Proposed UK Temporary Residence Plan Clashes With Immigration Policy – Fragomen

Tom Burroughes Group Editor London 14 June 2024

Proposed UK Temporary Residence Plan Clashes With Immigration Policy – Fragomen

As the UK prepares to say goodbye to the non-dom system – and possibly many using that status as they head abroad – a law firm argues that a proposed replacement system is at odds with immigration policy.

The proposed end of the UK’s resident non-domicile (“non-dom”) system – a policy of both the Conservative and Labour parties – clashes with immigration policy, according to law firm Fragomen.

The immigration law firm weighed on a topic which, while it affects a few thousand people directly, has become a signature policy of politicians trying to push against what they claim are unfair tax perks for foreign-born HNW people. 

The UK is now in election mode, with polling due on 4 July. Labour retains a double-digit opinion poll lead, signalling a large majority in the House of Commons.

The Labour Party issued its election manifesto yesterday, reiterating its desire to end the non-dom system and include inheritance tax into any part of the equation, as well as change how private equity firms' earnings are taxed. The Conservative Party also issued its manifesto this week.

[Conservative] Chancellor of the Exchequer Jeremy Hunt in March said – in a move seen as stealing the Labour Party’s thunder – he would move to end a system dating back to 1799. Instead, he said he will bring in a temporary residency system in which people can bring foreign investment and gains into the UK tax-free for four years if they’ve lived outside the country for at least 10 years. 

“The changes proposed by both political parties are leaving foreign investors grappling with the implications of their relocation plans, highlighting a significant misalignment of immigration and tax legislation,” Olga Nechita, a director at Fragomen, said in a recent note.

“Foreign investors need to have lived in the UK for five years to be eligible to settle and a further 12 months to apply for British citizenship – a timeframe that does not tally with the four-year window under the proposed FIG [foreign income and gains] regime,” she said.

“The attractiveness of the UK for high value and highly mobile investors is being increasingly questioned, and that should worry UK politicians across all political parties.
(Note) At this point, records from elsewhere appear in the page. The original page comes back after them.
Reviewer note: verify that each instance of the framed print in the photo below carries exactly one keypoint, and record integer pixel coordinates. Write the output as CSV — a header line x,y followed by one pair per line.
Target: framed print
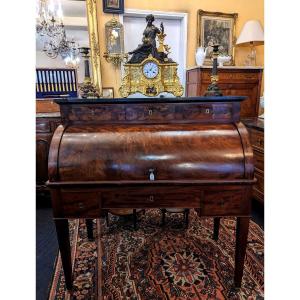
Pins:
x,y
113,6
108,92
217,28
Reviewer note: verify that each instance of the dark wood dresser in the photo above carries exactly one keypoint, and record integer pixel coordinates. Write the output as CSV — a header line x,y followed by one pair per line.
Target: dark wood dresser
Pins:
x,y
232,81
46,124
256,130
151,153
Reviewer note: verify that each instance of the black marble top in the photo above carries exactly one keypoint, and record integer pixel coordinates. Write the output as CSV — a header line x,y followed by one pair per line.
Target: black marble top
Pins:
x,y
148,100
48,115
256,123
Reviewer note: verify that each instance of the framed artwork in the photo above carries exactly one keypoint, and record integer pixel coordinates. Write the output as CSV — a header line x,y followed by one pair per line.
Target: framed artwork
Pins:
x,y
216,28
108,92
113,6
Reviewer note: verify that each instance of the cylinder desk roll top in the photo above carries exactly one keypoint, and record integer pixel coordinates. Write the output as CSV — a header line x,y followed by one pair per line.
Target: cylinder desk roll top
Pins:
x,y
150,140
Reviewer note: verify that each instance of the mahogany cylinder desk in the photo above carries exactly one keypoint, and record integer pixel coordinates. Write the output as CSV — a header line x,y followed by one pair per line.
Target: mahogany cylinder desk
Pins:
x,y
151,153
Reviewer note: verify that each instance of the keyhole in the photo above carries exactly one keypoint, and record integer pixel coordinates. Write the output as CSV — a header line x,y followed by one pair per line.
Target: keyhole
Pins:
x,y
151,175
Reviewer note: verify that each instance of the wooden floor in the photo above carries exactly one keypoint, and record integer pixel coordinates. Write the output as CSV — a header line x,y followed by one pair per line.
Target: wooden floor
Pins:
x,y
47,248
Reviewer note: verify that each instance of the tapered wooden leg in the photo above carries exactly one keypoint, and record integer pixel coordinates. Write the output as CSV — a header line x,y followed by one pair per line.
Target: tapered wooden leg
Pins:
x,y
89,228
134,219
216,228
63,237
163,219
107,218
186,217
242,227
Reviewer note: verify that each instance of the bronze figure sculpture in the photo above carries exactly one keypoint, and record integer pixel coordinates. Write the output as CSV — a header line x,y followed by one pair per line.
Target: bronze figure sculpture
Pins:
x,y
149,44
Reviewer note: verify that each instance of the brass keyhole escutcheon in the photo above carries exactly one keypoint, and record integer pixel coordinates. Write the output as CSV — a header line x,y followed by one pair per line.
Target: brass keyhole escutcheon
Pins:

This misalignment of tax and immigration rules will only raise further questions and concerns and possibly deter foreign nationals from considering the UK as a destination of choice,” the lawyer continued. 

“Conversations with clients have underscored the need for agility in navigating the evolving landscape. As the UK undergoes these profound shifts in election dynamics, foreign nationals are urged to recalibrate their strategies to adapt to the evolving landscape,” Nechita added.
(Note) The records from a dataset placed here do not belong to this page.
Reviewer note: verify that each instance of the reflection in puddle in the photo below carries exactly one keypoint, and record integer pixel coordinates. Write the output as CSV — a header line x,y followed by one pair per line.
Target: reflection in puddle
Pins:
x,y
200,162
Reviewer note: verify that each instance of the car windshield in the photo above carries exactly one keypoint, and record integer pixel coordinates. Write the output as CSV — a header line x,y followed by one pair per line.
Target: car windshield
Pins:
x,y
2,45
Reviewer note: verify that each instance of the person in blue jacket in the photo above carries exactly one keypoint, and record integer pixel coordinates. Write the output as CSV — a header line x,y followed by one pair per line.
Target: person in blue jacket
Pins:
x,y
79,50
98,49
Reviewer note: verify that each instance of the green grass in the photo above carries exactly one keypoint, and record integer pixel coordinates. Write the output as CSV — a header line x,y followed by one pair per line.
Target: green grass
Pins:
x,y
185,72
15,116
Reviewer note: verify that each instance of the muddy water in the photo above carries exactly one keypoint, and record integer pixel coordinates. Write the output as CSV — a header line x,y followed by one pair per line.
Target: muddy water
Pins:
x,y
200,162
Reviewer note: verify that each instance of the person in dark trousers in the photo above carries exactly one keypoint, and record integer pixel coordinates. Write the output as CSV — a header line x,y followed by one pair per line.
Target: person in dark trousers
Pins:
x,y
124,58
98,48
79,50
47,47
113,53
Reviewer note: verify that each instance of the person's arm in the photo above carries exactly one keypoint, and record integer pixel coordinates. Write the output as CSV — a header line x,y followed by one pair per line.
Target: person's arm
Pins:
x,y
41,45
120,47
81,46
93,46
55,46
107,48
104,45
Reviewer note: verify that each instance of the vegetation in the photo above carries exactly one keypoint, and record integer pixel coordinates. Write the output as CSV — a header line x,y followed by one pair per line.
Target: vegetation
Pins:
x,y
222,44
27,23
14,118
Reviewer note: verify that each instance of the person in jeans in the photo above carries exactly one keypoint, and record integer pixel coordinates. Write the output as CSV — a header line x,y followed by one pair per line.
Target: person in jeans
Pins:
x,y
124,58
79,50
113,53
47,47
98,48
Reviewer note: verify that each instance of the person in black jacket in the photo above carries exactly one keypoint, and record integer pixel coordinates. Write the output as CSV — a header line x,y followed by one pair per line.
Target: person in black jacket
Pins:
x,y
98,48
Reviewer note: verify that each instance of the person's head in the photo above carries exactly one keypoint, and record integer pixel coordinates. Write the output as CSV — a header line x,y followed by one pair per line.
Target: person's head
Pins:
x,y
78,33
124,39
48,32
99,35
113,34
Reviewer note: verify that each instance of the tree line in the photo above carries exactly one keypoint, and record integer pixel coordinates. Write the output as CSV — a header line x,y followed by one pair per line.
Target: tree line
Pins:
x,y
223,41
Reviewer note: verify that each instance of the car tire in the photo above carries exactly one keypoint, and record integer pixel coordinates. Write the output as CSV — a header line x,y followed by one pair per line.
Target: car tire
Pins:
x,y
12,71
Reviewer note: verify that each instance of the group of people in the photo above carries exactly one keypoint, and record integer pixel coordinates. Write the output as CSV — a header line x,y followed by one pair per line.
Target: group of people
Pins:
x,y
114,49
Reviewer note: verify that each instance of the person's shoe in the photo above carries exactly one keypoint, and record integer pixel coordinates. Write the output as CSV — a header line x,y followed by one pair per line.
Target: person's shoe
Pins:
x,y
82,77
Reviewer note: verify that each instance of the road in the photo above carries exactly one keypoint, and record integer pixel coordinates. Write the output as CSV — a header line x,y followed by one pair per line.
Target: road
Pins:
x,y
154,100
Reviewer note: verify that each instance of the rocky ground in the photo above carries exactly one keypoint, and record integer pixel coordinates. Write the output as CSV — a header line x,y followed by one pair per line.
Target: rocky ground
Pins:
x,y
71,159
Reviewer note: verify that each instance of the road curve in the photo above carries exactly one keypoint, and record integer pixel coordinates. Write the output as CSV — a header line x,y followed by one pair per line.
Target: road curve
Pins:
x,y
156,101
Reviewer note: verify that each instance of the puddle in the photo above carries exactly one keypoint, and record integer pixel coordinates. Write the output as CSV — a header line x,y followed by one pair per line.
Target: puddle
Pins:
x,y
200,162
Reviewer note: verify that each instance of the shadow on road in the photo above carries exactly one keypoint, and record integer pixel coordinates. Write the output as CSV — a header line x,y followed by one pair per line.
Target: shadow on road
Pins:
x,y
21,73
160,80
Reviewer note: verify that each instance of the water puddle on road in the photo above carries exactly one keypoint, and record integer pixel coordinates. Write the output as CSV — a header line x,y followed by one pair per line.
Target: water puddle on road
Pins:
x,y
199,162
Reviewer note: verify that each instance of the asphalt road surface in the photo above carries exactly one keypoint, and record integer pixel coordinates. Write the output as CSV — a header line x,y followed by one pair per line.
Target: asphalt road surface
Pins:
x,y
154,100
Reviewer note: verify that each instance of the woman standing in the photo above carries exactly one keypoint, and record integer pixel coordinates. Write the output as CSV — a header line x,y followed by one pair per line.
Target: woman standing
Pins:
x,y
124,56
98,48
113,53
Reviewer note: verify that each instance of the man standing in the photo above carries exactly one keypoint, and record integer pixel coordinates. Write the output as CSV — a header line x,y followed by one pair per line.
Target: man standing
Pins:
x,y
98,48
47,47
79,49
One element of the debate relates to what is sometimes called "supply-side" economics – the idea that raising tax rates beyond a certain point reduces rather than increases revenues. In a world without exchange and capital controls, where money is mobile, high taxes on HNW individuals can backfire, on this argument.

Inheritance tax
As already noted by this news service, inheritance tax bills may be a decisive factor pushing non-doms to quit the UK. 

In its manifesto yesterday, the Labour Party said: “We will end use of offshore trusts to avoid IHT so that everyone who makes their home here in the UK pays their taxes here.” For some non-doms, this is a deal-breaker, lawyers have told WealthBriefing.

At issue is whether – because a number of other European countries have regimes resembling non-dom systems (Italy, Ireland and Greece, for example) – there will be an exodus of HNW individuals, leading to a net loss of revenue to the UK Treasury, rather than a hoped-for gain, advisors fear.

Not everyone is sceptical about the proposed new temporary residency system, as shown by this story.

On a separate topic, the Labour Party’s manifesto said that if elected, it would close the “loophole” of enabling performance-related pay to be treated as a capital gain.